From the same company that gave us Mary Had A Little Lamb comes yet another nursery rhyme inspired shocker, Three Blind Mice. This one certainly starts off much better, its prologue providing more in the way of scares and effects than all the previous film. It also features a death by swarming mice that’s as unintentionally amusing as anything in Bruno Mattei’s Rats: A Night of Terror.
That abruptly shifts to Abi (May Kelly, Curse of Humpty Dumpty 2, The Nutcracker Massacre) having an angry confrontation with her parents Jude (Lynne O’Sullivan, Return of Punch and Judy) and Keith (Keith Eyles, The Shadow of Bigfoot, Apocalyptic Horror) over her drug usage.
Unable to deal with it themselves they’ve called in a professional, Cara (Helen Fullerton, Curse of Jack Frost, Just One Blood) who suggests the family stage an intervention in a remote cabin. So along with her brother Mark (Karl Hughes, Small Creatures, Mega Lightning) and friend Lara (Lila Lasso, Dragon Fury: Wrath of Fire, The Area 51 Incident) they head to the woods.
Director Pierre B and writer David Malcolm are both making their feature length debuts on Three Blind Mice, and they take a predictable enough path to getting everyone to the middle of nowhere and with phone or signal. I’m always surprised at how easily people hand over their phones in these movies, and this is no exception. If I was going to be stuck in a cabin where I had nothing to do and nobody knew where I was, you’d have to pry the phone from my cold, dead fingers.
You may want to keep your phone handy though, because there’s a fair amount of familiar and not very well written dialogue to get through before things pick up again. For what are supposed to be concerned friends and family members, nobody seems to like each other. And, as is the case in films like this, they spend much of their time snapping over everything from whether Abi wants help to Keith’s inability to quit smoking.
Eventually, the Three Blind Mice of the title show up. They’re a trio of human/mouse hybrids developed in a now abandoned secret lab that happens to be nearby. They’re actors in fairly creepy looking masks and prosthetics designed by Rebecca Wheeler (The Siege, Wolf Garden) rather than CGI for a change, although the mouse army they command and the fire effects at the end very obviously originated in a computer. There’s a good bit more gore here, the mutants have a thing for torture, and it’s practical as well, though of varying quality.
For a film about human mice, as opposed to mousy humans, Three Blind Mice takes itself a bit too seriously.

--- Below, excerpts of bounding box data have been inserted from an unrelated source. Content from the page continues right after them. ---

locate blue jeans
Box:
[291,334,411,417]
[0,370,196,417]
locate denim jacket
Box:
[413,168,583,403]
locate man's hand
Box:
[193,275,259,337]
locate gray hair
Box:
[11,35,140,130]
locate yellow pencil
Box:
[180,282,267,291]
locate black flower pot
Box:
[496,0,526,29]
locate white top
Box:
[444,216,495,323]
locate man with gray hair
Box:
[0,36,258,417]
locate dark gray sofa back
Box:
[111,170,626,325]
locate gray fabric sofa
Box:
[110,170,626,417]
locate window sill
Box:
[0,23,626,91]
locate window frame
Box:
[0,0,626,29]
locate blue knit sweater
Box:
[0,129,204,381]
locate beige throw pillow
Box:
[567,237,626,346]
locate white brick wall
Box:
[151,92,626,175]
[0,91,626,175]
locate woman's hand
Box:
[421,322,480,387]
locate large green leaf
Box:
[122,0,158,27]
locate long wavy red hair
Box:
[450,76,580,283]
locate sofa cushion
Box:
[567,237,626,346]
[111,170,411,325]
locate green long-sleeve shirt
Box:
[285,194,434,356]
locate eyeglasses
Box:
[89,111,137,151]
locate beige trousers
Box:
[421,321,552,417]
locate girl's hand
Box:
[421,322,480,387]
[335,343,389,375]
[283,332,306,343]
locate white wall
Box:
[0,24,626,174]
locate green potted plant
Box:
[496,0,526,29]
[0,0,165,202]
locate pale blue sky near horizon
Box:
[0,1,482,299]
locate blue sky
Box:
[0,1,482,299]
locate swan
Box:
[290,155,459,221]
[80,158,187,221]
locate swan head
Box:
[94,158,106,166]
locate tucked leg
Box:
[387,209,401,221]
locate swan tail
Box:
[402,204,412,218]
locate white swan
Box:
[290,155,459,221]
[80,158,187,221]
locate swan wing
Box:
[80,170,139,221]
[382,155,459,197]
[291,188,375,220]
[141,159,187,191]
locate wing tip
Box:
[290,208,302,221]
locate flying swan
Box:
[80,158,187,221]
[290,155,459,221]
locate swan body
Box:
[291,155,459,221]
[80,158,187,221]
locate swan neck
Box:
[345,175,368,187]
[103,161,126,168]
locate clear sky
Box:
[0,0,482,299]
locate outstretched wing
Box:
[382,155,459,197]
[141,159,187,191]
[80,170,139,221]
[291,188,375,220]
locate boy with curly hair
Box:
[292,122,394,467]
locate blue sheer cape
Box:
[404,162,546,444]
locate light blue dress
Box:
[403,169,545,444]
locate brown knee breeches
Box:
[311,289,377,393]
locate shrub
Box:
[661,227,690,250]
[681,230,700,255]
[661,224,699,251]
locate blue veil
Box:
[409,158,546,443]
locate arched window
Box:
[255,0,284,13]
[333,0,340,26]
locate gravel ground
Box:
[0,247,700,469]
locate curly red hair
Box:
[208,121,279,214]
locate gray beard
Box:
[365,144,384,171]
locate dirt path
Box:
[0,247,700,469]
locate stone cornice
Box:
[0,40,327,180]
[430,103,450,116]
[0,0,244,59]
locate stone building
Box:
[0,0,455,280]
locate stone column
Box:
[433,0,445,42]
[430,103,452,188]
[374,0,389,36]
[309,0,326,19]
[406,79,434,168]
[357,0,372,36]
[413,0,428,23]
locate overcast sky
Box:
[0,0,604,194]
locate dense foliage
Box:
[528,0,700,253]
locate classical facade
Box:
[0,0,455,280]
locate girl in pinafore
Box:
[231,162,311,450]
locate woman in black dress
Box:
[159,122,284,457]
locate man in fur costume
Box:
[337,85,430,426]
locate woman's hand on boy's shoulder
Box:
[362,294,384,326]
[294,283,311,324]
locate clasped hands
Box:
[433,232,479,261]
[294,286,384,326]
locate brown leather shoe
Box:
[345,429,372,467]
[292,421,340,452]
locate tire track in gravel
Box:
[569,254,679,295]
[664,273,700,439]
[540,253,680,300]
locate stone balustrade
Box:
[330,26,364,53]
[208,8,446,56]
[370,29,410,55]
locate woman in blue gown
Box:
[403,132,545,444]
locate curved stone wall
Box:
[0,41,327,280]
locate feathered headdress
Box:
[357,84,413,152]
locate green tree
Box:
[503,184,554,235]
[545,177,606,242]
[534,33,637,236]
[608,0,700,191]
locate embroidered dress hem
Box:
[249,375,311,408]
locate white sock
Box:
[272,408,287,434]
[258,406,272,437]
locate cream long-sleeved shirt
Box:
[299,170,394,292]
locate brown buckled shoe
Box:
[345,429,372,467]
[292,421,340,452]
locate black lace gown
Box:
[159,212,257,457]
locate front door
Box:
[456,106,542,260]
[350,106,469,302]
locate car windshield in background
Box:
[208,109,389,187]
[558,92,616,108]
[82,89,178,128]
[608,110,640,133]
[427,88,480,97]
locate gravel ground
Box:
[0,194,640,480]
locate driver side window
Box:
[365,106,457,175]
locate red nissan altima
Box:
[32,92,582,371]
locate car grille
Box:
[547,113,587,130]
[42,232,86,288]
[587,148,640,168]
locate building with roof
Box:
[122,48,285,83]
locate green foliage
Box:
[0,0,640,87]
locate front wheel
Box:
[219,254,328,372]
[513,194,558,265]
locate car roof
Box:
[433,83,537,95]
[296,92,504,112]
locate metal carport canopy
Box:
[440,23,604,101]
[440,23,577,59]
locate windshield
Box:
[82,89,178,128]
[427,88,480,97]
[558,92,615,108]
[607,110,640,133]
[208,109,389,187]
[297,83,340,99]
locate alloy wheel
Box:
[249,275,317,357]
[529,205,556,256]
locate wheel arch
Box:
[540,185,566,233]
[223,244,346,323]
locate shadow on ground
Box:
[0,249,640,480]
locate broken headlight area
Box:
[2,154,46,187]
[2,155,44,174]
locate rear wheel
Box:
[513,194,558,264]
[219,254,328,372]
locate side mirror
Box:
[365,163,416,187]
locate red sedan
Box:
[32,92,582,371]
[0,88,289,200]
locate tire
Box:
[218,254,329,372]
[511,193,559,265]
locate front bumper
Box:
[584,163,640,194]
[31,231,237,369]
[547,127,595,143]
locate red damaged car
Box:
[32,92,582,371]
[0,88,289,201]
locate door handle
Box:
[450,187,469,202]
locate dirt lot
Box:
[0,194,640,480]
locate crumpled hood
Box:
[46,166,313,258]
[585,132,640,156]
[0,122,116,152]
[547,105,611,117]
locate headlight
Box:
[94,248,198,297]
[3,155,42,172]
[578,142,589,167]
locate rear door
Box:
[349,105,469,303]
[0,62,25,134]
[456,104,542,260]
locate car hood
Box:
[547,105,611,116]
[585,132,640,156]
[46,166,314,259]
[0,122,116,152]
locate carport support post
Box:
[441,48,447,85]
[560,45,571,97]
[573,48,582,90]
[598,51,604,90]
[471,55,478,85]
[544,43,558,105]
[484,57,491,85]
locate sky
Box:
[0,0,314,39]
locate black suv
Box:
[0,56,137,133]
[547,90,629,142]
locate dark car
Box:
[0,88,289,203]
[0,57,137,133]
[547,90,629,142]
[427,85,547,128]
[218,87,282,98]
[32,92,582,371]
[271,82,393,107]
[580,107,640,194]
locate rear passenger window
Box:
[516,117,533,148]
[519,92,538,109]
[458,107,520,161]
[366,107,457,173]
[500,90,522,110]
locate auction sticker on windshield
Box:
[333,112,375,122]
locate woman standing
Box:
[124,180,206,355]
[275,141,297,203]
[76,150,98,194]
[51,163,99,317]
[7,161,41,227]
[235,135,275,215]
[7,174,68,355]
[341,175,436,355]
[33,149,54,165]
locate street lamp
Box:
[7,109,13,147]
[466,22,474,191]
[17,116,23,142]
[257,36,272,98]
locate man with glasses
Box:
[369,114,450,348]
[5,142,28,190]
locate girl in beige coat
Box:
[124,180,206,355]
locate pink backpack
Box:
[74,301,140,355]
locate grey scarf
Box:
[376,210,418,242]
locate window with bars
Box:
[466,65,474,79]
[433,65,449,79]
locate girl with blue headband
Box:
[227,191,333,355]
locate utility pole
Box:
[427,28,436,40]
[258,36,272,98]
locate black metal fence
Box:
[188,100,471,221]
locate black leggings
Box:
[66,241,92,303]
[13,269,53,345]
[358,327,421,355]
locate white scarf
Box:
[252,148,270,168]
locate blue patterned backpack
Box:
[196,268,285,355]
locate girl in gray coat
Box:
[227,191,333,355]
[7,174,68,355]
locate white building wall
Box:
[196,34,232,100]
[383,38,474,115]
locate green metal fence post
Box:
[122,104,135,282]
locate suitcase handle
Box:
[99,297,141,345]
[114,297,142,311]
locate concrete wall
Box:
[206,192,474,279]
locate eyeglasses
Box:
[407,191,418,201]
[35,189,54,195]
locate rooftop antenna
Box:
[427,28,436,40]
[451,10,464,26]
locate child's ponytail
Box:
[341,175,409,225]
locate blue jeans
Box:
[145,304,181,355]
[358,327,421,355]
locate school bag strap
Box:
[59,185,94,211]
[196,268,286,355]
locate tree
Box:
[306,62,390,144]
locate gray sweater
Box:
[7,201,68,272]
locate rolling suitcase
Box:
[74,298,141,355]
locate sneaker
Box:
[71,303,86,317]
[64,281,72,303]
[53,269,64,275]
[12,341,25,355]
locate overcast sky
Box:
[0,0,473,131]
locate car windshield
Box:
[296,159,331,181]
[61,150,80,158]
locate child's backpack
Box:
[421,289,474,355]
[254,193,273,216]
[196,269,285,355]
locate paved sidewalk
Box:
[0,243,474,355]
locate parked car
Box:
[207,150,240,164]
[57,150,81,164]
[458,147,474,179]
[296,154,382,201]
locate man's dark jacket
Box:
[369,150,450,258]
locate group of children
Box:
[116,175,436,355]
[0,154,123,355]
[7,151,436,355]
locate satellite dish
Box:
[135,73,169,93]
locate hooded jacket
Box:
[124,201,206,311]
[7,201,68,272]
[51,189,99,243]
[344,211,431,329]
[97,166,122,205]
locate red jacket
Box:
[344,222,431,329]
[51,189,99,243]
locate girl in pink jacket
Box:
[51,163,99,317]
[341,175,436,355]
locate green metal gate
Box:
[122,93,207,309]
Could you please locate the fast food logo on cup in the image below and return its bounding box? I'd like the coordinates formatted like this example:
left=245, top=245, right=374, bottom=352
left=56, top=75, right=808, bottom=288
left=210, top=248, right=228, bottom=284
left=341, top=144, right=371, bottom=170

This would probably have been better off if the filmmakers had played into the ridiculousness of the creatures and served things up with a large helping of cheese. We do have a scene where one of the creatures uses a crossbow, but examples of that kind of weirdness are few and far between.
Three Blind Mice isn’t truly bad as a straight horror, the scenes of them stalking people through the woods and underground lab are certainly acceptable. And it helps that they look a bit like giant versions of the gnomes from Don’t Be Afraid of the Dark in some scenes. But the idea was just too silly for me to really take it seriously, despite an effort to give it a scientific backstory.
But this is a Scott Jeffrey (Jack & Jill: The Hills of Hell, Beneath the Surface) film, so you have to be thankful for small mercies. There was obviously a bit of money spent on the effects, and the cast and crew do good jobs with what they have to work with, something that can’t be said for a lot of what he’s churned out. If you just want some sort of creature feature, Three Blind Mice may do the job if you’re in the right mood. But it missed a chance to be something a bit different and a lot better.
Uncork’d Entertainment will release Three Blind Mice on DVD as well as Digital Platforms on October 17th.